Reading Genesis 18 today, I was caught up again in Abraham's brazen attempt to work out a deal with God. Some wicked cities are about to be judged, and Abraham (knowing that he has relatives there) bargains with God about the number of righteous people who might be able to keep the destruction from coming.
God, would you save the city if fifty righteous people can be found there? Forty-five? Forty? Thirty? Twenty? Ten?
Abraham goes no lower than ten. And we're not surprised to learn that even ten is too high a number. Taught in other places that not one is righteous, we realize that any number would be too high for this negotiation.
What intrigues me most, though, is this God who is willing to bargain, this God who isn't offended in the slightest by Abraham's nerve in making his appeal.
We do the same thing all the time, I suspect. Martin Luther, in peril of losing his life in a horrific storm, promised God that he would become a monk if God saved him from death. He offered God a deal - and fully believed that his subsequent rescue required full obedience. On a navy sub-chaser in the Pacific, my dad promised God that he would be a preacher if God brought him home from the war safely. Again, when God kept his end of the bargain, my dad followed through on his promise without question.

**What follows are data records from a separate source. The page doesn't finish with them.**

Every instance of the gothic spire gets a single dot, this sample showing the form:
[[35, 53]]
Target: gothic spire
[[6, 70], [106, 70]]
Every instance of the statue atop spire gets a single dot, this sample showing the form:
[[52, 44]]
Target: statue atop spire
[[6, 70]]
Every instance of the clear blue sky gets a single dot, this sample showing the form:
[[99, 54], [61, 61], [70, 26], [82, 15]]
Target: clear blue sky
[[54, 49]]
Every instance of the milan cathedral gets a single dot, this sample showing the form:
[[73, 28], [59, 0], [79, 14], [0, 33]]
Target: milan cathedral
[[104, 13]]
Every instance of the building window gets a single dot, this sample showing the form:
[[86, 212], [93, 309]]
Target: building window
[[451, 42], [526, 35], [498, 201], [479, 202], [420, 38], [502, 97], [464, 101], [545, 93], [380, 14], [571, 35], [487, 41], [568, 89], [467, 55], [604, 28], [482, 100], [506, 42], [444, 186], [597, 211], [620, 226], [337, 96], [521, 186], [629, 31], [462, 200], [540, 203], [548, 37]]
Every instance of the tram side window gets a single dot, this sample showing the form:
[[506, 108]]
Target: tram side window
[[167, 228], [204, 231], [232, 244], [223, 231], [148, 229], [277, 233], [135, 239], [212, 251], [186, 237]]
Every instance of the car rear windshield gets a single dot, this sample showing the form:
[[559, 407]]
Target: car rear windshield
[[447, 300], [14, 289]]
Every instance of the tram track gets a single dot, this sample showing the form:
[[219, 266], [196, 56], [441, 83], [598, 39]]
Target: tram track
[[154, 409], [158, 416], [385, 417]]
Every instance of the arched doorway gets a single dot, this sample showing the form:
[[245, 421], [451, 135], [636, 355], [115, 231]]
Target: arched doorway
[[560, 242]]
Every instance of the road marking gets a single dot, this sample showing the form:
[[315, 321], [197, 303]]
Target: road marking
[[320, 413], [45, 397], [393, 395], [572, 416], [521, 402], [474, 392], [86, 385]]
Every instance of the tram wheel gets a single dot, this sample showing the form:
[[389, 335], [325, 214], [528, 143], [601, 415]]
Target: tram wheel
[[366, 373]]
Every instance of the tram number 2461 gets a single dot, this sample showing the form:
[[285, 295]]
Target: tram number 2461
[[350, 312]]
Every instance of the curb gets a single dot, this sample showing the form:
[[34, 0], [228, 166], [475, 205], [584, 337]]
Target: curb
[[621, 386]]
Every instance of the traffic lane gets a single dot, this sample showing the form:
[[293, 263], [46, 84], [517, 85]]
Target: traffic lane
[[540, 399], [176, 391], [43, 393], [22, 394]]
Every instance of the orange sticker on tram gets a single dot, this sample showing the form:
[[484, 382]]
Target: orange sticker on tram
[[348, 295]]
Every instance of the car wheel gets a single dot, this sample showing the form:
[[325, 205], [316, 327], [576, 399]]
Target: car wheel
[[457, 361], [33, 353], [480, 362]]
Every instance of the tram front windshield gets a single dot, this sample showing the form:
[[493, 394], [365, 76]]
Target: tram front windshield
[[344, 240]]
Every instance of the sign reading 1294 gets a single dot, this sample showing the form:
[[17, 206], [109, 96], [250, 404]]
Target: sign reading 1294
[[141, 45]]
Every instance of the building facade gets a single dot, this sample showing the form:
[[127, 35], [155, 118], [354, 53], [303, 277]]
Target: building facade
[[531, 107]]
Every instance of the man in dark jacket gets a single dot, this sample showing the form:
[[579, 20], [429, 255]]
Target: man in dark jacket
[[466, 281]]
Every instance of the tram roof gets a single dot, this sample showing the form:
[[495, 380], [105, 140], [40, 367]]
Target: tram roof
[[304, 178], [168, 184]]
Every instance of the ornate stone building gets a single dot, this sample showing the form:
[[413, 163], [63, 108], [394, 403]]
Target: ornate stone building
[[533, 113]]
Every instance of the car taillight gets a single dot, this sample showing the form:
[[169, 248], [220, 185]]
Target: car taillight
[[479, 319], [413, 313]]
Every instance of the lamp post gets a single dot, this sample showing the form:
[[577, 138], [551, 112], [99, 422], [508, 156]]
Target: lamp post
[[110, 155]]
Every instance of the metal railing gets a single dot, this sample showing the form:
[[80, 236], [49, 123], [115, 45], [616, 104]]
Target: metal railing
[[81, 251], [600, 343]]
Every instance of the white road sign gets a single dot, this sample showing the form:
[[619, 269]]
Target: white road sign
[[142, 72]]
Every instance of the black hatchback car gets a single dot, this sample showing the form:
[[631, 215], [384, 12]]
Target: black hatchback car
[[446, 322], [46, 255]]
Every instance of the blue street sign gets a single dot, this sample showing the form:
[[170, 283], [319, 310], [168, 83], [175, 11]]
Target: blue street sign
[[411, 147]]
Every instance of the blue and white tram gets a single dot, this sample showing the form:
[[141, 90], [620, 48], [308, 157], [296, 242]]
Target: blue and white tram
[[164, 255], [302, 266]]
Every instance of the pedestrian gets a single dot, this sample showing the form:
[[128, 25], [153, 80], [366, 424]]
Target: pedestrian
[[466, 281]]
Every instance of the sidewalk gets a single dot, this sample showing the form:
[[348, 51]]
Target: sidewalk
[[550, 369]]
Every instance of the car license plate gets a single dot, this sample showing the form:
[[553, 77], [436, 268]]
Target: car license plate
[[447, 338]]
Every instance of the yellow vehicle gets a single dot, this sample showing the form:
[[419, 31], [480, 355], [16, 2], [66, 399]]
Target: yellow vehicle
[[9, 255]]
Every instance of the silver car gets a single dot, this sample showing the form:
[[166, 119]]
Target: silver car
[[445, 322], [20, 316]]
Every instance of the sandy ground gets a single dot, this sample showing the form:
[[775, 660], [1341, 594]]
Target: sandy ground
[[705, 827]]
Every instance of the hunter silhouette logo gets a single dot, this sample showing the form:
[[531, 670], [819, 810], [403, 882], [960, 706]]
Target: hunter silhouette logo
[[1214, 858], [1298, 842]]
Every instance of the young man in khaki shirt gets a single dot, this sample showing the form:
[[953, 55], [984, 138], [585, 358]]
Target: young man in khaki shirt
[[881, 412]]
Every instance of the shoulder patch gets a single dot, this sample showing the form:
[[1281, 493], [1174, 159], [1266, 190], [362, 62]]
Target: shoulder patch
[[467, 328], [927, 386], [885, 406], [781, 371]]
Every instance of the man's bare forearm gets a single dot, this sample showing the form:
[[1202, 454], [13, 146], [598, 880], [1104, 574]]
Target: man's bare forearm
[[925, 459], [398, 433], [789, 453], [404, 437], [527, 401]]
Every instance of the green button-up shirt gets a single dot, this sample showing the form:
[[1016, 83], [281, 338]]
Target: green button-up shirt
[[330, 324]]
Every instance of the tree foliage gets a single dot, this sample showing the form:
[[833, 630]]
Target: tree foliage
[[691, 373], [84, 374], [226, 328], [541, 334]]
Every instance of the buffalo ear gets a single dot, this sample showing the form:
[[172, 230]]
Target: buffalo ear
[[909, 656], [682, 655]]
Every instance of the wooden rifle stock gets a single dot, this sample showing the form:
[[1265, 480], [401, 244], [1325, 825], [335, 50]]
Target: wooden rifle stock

Examples from my own life are not quite so dramatic, but I've made deals with God for years. I haven't always kept my end of the bargain even when God has come through, but I'm often ready to go into bargaining mode when the circumstances call for that. God, if you will only do that, I'll do this. God, if you will grant this, I'll give you that.
And so it goes.
I'm pretty sure that God isn't swayed by my empty promises. But I'm also pretty sure that he isn't completely offended by my appeals either. Of course he wants me to keep my word. But what he wants even more, I think, is a relationship that's real.
Even if what we say is utterly ridiculous, God loves it when we talk and plead and beg and cajole - and even bargain.
I'm not suggesting that we approach God in an irreverent or careless way. But I am intrigued by Abraham's example. He heard about something that he didn't feel good about - and he took his concern straight to God. And in a matter of a few verses, he convinced God to reduce the required number from fifty to ten. Abraham still came up short, of course. But that's not the point of the story. The point of the story is this very real God who fully expects a very real relationship with those who walk with him.
Yes, we need to be polite and courteous and respectful and reverent with God.
But, maybe more importantly, we need to be real.